In other words, it is "social credit" for the rich, 
and "trickle down" for the rest of us.
-

[HERMANN] Their activities are an unnecessary drain 
on the taxpayer. No government ever needs to borrow 
from the private sector. Putting it another way, the 
national debt is the national sin.
---------------------
-----------------------
[REPLY]  Nonetheless, there are real costs to 
supplying financial services.  It remains to be 
demonstrated that a government department could do it 
more efficiently.  It certainly wouldn't be if the 
complete ignoramuses who typically make such 
proposals are running the show.  Furthermore, even if 
it could be demonstrated that it is more efficient 
from a purely technical perspective, disregarding the 
probable incompetence of personnel in the relevant 
department, it would also have to be demonstrated, 
beyond a reasonable doubt, that it is significantly 
enough more efficient in principle to justify the 
danger to the public in totally centralizing the 
power of finance with government, and the Stalin who 
might be on top.  Whether that can be accomplished is 
very much open to doubt.
-

[HERMANN] Any money owed by government to the central 
bank is never paid back - because it does not need to 
be.
---------------------
-----------------------
[REPLY]  Every government security in the Fed's 
portfolio carries a redemption date.  It is redeemed 
on its redemption date, because it has to be.
-

> Central-bank profit obtained from interest income 
always returns to Treasury.
> ------------------
> [REPLY]  Perhaps.  

[HERMANN] Indisputably.
---------------------
-----------------------
[REPLY]  Technically, the Fed does not rebate ninety-
five percent of its interest income, but ninety-five 
percent of its self-calculated net profit, being 
something less than its gross interest income.  It 
has only done that "voluntarily," the Fed's term, 
since 1948.  The rebate really is an arbitrary credit 
to Treasury's account for political cover.  A bribe, 
so to speak.
-

> What is less recognized is the reality that the 
Federal Reserve is more than making up that "expense" 
or "lost income" to Wall Street by churning its 
portfolio (something it didn't do before - certainly 
not during the immediately preceding war years when 
the interest rate was "pegged") generating 
compensatory income to the "primary" dealers for the 
"service" they are providing, who are large banks and 
consortiums of banks, in one form or another.  That 
sop to Wall Street is effectively interest.  The 
rationale is they have to "fine tune" for monetary 
stability.

[HERMANN] You have provided yet another good reason 
for bringing in "monetary reform" and financial re-
regulation. From the article supplied we learn that 
"... The churning serves only to muddy the waters, 
introduce uncertainty and speculation and waste the 
taxpayers' money". Might even be a case for 
nationalizing the Fed?
---------------------
-----------------------
[REPLY]  The Fed is already "nationalized" and always 
was.  The President of the United States appoints its 
chairman and board of directors, subject to 
confirmation by the Senate of the United States.

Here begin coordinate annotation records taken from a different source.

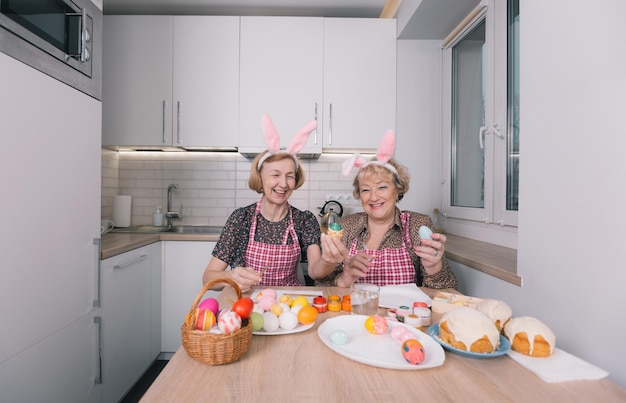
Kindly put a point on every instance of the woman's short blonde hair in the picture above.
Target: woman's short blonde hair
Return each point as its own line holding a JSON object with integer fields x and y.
{"x": 400, "y": 181}
{"x": 255, "y": 183}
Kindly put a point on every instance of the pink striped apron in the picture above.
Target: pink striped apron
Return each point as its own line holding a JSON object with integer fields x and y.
{"x": 280, "y": 261}
{"x": 391, "y": 265}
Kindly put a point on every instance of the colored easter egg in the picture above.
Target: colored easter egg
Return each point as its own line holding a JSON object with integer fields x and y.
{"x": 210, "y": 304}
{"x": 413, "y": 351}
{"x": 257, "y": 321}
{"x": 229, "y": 322}
{"x": 425, "y": 232}
{"x": 205, "y": 319}
{"x": 376, "y": 324}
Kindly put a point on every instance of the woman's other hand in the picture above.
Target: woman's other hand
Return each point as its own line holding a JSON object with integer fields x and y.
{"x": 431, "y": 252}
{"x": 245, "y": 277}
{"x": 322, "y": 263}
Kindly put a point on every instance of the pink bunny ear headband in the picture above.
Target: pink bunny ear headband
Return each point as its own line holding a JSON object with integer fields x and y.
{"x": 383, "y": 154}
{"x": 270, "y": 134}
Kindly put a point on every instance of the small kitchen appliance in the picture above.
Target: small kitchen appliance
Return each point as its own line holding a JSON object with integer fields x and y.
{"x": 329, "y": 214}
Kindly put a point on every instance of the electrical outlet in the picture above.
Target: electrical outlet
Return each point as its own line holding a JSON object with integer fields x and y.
{"x": 342, "y": 198}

The issue is accountability.
-

[note from above] I am informed the process is a bit 
subtler than that.  The above is a simplification.  
The dealers normally never part with the physical 
possession of the securities they purchase until 
redemption, but hold most of them in beneficial 
"street name" for their customers who purchase 
securities from them, and sell to them, including the 
Fed, "transferring" the securities from customer 
"account" to customer "account" with trades.  They 
each of them hold "buffer stock" portfolios to their 
own account, analogous to "reserves."  Moreover, the 
dealers will sell "short" and buy "long" between 
themselves, in further variation on the concept of 
"fractional reserve" banking.  Martin Meyer's books 
are invaluable for learning details of the process.